Wednesday, June 01, 2005
A beginning
As I sit here in my Little Rock apartment, alone save for my cat, I can't help but think of the coming years. The summer will hold montage of mini-adventures interspersed with the seasonal occupation that I have chosen. However, the focus of my lunchtime musing has been more distant: how am I ever going to be a medical doctor? This has been my life's goal since a hospital visit almost 20 years ago. Medicine has been the only field in which I've worked, or even wanted to work. And yet, thinking years down my life's road, I am struck with the almost overwhelming fear that I will have a person's life in my hands. The decisions I make will determine, in a very direct way, the continuation of another's existence. At this point, that frightens me more than anything I've ever experienced. Academically, I know that people die, and that there are numerous injuries and diseases that are beyond the realm of modern medicine to fix. I know that, even as a fully licensed medical doctor, there are going to be circumstances where, after doing everything correctly, I still lose a patient. While these do inspire within me an undeniable disquiet, they do not truly terrify me; that I might, nay will, make a mistake that results in a death horrifies me.
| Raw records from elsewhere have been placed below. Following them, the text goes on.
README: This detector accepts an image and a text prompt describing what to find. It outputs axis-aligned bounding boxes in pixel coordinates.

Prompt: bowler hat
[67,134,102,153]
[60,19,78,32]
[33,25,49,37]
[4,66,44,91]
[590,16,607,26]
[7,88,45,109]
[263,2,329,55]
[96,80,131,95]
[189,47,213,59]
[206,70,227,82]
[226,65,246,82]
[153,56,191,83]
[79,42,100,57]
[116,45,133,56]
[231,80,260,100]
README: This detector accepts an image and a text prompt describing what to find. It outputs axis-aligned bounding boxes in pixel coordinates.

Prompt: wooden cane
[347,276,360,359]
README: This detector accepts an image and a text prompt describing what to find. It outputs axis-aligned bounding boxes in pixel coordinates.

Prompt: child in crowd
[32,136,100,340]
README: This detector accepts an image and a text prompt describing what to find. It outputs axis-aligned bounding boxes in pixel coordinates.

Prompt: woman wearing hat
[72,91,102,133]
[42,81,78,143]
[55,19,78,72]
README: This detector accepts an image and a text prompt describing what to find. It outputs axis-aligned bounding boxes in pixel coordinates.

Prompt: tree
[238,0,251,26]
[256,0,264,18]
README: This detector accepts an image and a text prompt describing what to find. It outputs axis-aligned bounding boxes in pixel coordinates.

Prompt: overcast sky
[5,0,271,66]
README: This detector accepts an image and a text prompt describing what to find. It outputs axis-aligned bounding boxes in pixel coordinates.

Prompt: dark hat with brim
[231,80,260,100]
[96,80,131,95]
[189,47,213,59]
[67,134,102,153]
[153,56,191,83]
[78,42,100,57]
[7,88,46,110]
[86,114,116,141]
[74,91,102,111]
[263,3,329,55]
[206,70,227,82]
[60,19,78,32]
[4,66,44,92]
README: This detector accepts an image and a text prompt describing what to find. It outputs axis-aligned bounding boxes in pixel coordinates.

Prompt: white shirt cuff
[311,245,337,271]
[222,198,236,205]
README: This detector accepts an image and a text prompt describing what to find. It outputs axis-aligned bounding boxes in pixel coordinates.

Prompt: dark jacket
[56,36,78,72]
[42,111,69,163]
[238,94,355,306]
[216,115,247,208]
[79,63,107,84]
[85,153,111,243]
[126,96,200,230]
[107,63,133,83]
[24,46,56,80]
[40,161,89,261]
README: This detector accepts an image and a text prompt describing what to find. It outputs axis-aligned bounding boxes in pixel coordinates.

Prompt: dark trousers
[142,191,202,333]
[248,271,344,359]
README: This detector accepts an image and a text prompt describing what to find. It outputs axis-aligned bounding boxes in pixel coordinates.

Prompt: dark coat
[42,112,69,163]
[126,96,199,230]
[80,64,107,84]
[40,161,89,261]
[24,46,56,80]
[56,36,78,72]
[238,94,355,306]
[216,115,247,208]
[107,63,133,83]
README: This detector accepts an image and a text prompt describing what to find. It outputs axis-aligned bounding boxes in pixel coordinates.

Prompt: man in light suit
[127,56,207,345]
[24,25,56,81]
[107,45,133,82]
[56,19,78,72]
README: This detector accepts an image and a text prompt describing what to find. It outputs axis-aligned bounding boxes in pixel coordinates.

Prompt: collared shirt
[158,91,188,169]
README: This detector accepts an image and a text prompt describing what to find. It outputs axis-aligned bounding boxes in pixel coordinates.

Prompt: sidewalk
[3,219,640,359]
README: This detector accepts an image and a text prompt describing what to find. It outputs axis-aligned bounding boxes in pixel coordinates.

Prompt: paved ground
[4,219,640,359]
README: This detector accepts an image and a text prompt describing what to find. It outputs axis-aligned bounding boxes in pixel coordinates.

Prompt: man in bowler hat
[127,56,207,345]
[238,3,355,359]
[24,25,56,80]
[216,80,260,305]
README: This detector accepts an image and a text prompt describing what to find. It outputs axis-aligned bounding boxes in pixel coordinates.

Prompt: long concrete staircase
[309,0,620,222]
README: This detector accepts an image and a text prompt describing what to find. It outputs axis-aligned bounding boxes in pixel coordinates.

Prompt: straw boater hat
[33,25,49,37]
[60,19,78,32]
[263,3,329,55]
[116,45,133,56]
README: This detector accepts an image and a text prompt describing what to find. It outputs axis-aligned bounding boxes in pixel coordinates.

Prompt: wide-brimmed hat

To believe that I could make it for any substantial length of time without even a single error is not reasonable. Eventually, one of these mistakes will most likely prove to be fatal. At this point, I do not know how I will face a family after failing their loved one. Perhaps by that point I will be a different person, one capable of rapid decision-making, and remorse-free living. But I doubt it. Most likely, I will deal with that particular situation with the knowledge that I did the best I could, and God is in control. Besides, I don't think I want to be a doctor like that; I want to give patients all the aid and comfort that is within my power.